• Keeping Friends

Friendship Day: Reach out and touch someone

August 6, 2007 | By | Reply Continue Reading

I couldn’t let the day go by without a post since this is
Friendship Day (see Celebrating Friendship Day). When you are immersed in writing a book about
female friendships, this day—that I might not have thought about or even known
about before—feels like a personal holiday. Ironically, writing the book has left me less time for friends than ever before!

And even though it fell on a Sunday, it was another busy day juggling
home, family and career. There was precious little ME time but I did pause to
reflect on the female friendships past and present that continue to enrich my
life, and I recognized that my cell phone has been a staunch ally in my efforts
to keep in touch with female friends when I don’t have time for face-to-face

Coincidentally, I read a provocative article by Angel
in the Business section of today’s New York Times (also reprinted in
C/Net news.com
) suggesting that cell phone plans may unintentionally strengthen
the bonds between people who share the same provider. I think he’s got a point.
Call me frugal—but I know that when I have a few discretionary minutes to
connect with a friend, I tend to call someone who is in-network rather than
accumulate additional minutes on an out-of-network call.
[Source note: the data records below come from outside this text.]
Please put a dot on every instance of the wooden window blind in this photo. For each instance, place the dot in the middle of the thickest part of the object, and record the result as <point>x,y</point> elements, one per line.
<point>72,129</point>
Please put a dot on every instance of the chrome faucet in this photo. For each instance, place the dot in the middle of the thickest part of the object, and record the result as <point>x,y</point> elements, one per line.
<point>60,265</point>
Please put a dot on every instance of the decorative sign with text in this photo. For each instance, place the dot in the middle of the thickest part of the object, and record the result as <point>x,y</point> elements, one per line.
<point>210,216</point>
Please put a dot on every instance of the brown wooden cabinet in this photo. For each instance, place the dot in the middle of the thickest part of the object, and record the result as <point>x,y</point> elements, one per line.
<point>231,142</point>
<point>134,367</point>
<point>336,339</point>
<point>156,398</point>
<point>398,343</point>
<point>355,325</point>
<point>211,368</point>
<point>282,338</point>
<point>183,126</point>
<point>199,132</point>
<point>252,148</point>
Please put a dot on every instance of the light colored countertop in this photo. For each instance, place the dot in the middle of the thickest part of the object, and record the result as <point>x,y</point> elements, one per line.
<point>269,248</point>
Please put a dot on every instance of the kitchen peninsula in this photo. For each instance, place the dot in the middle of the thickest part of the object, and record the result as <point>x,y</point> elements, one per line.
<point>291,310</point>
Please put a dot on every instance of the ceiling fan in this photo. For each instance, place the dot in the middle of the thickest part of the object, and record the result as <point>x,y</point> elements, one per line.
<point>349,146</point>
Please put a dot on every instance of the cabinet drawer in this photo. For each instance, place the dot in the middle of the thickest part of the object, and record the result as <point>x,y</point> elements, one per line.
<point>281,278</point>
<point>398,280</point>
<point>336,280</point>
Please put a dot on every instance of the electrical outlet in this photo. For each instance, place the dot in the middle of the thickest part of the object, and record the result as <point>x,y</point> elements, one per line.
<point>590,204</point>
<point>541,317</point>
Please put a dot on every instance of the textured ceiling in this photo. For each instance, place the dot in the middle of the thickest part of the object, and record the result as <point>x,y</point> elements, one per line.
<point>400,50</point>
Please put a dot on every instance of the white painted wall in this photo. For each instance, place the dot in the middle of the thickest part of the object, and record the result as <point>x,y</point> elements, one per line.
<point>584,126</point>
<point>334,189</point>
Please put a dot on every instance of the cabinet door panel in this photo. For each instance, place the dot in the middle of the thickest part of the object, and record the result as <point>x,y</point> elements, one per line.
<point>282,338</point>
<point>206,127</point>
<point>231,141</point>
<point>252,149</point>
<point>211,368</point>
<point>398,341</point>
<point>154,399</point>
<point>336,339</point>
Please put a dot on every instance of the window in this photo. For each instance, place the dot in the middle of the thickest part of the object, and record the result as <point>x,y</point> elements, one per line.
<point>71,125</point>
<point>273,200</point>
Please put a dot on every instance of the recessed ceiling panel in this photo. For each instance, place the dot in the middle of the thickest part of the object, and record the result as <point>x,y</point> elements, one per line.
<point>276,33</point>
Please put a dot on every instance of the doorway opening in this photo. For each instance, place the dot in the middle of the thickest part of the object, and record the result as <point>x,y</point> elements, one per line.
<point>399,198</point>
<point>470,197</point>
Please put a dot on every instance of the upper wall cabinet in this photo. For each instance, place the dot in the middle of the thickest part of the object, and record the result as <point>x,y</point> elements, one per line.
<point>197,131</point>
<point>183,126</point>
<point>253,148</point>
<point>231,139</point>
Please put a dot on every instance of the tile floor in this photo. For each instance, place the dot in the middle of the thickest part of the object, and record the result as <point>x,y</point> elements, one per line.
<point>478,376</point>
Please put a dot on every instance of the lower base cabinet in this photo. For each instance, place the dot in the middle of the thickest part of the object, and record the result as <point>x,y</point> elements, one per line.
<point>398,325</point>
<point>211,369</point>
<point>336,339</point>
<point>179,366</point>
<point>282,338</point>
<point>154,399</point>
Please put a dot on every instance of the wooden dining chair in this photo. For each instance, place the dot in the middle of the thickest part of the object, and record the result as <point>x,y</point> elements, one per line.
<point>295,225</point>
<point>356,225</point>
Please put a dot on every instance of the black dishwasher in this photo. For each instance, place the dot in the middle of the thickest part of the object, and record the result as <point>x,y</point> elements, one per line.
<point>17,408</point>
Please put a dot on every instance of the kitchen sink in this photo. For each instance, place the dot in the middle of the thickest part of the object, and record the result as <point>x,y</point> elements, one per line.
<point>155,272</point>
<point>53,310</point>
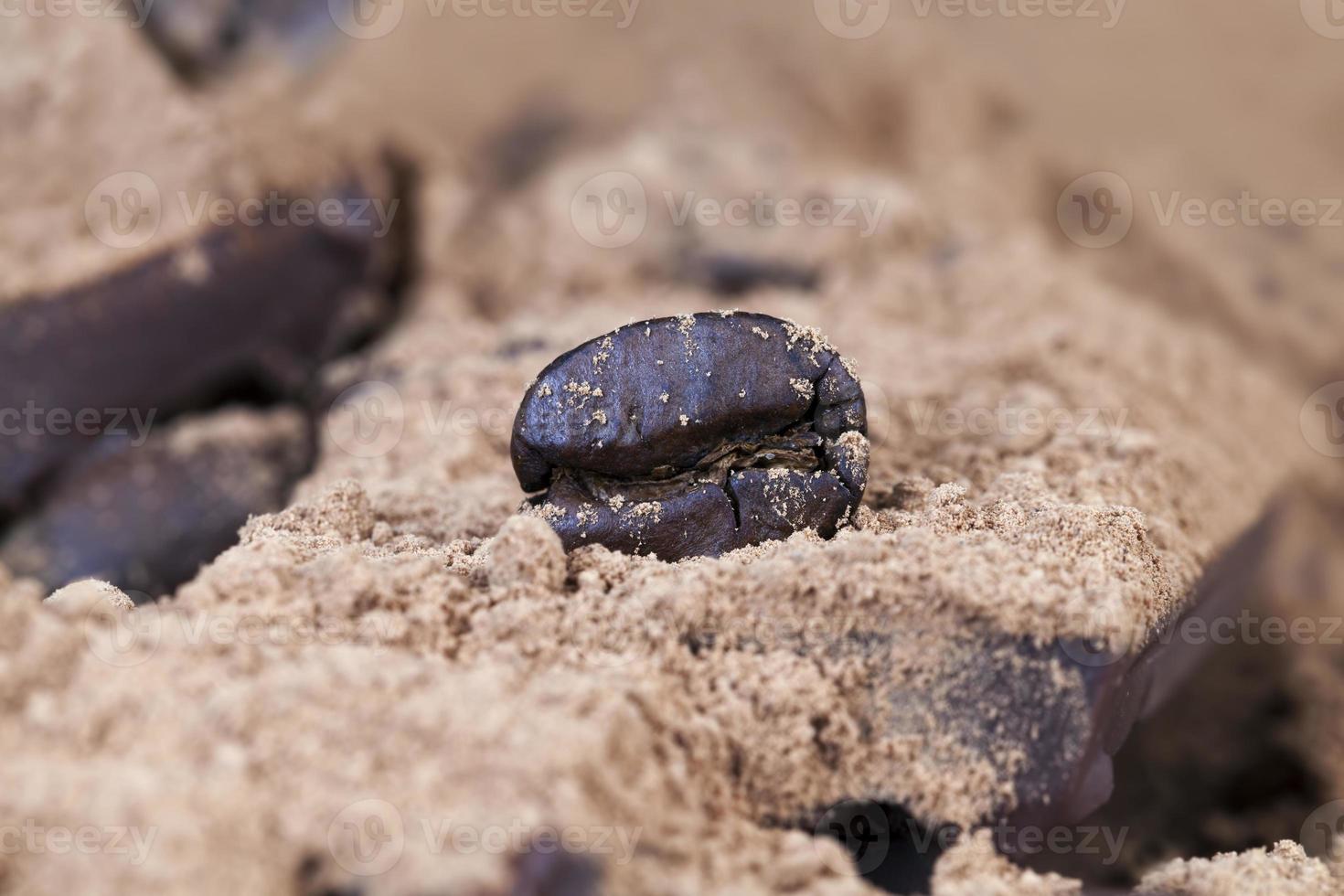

And ironically,
depending on my plan and hers, it may be cheaper to call a friend across the
country than someone across the street.

When my closest friends change cellular plans, there is a
good chance that when my contract is up, I’ll think about migrating to the same
provider to keep my network of “family and friends” in place. Research shows that this effect is more
profound among younger rather than older cell phone users because their use is
more pervasive. In one survey of cell phone trends by Telephia, cell phone use
varied significantly by age. Users between the ages of 18 and 24 averaged 290
calls per month, while those between the ages of 45 and 54 averaged 194 calls.
Frequency of text messaging was almost seven times greater among 13- to
17-year-olds than among those 45- to 54-years-old.

So my dear female friends, if you haven’t heard from me for
a while, don’t take it personally. Perhaps you might want to think about changing your cell phone carrier.